Advantages and Disadvantages


 Complications after mastectomy and breast reconstruction can occur just as with any other surgical procedure.   The mastectomy surgery can be associated with necrosis or death of the mastectomy skin flaps (particularly in smokers), asymmetry, contour irregularities, lymphedema if lymph node dissection is required, sensory changes of the mastectomy skin as well as need for further surgery.  


 Similarly, each type of breast reconstruction has its advantages and disadvantages. Implants have no donor site morbidity, shorter operations, and quicker recovery times. However, the time to final results tends to be longer and implant-related complications including infection, malposition, capsular contracture, rupture/leakage, and deflation are possible.  This method of reconstruction is often not used solely in patients who have had previous chest wall radiation therapy. If being used for patients who will require later radiation, timing of the exchange will have to be coordinated with the radiation specialist and oncologist. 


 LD flaps are reliable and can offer good cosmetic results. However, they require more surgery and often are combined with tissue expander/ implants.  Use of the latissimus muscle is associated with potential donor site (scarring, contour irregularities of the back) in additional to implant-related complications. Abdominal-based (TRAM) flaps avoid implant complications, feel more natural, respond naturally to patient weight changes, and have the added cosmetic benefit of abdominoplasty (“tummy tuck”) during the same operation.

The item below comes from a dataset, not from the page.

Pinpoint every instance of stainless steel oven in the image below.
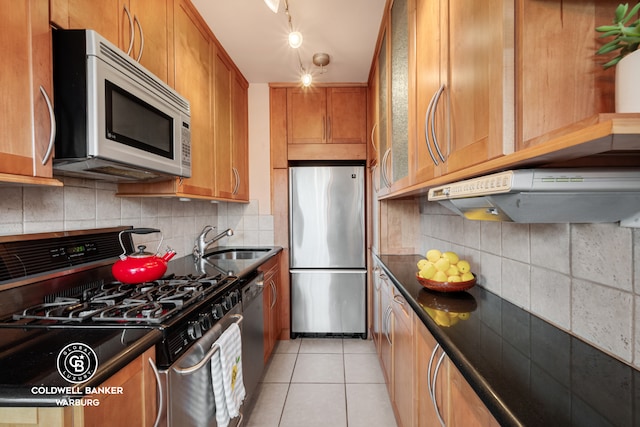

They too have potential complications, which include partial or complete flap failure, fat necrosis, and hernias due to a weak abdominal wall among others. Finally, free TRAM flaps have the higher demands of microvascular surgery and can be associated with microvascular thrombosis, but certain types may offer reduced abdominal muscle sacrifice. 


 In general, breast reconstruction is safe and has low risk for complications.  A thoughtful discussion with a trained plastic surgeon regarding patient suitability and  breast reconstruction options will uncover the method that can best meet the patient’s goals and expectations and yield excellent aesthetic and functional outcomes.